Friday, March 26, 2010

Greedy Profit Motives Lurke Under the Fake "Save the Hungry" Motto of GM Seed Corporations

Op Rana, China Daily
To eat GM food, or not to eat: that is the question in China after the Ministry of Agriculture allowed field trials with genetically modified rice seeds. The experts' world is divided.
GM seed supporters argue the world's hungry cannot be fed if agriculture doesn't change its traditional ways (read: if farmers do not use GM seeds). They say if the opponents can accept Bt cotton and genetically engineered medicine, why cannot they accept GM rice.
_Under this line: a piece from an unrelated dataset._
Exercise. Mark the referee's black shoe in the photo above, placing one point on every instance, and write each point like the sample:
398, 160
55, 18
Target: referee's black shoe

Let's take China and India, where Bt cotton is grown widely, as examples. GM seeds were introduced in these countries as high-yielding varieties. Very few, if any, farmers were told at the outset that they would have no choice but to keep paying exponentially more to buy them season after season. The Western world, which claims to have gifted the magic seed to the poor, is obsessed with democracy. But after using GM seeds does a farmer have the democracy of choice to revert to conventional seeds? To be honest, he has - but the soil, contaminated by GM seeds, would at best yield a poor harvest.
Thousands of farmers have committed suicide in India because their GM crops failed. They could not repay the loans they had taken from banks and/or moneylenders to buy GM seeds. The lure of GM seeds is still pushing hundreds of thousands of others under insurmountable debts. But they are not part of the West's democracy program.
Earlier this month came a confession from Monsanto, the world's biggest GM seed-maker, that pink bollworms insects had developed resistance to its Bt cotton crop in India's western province of Gujarat.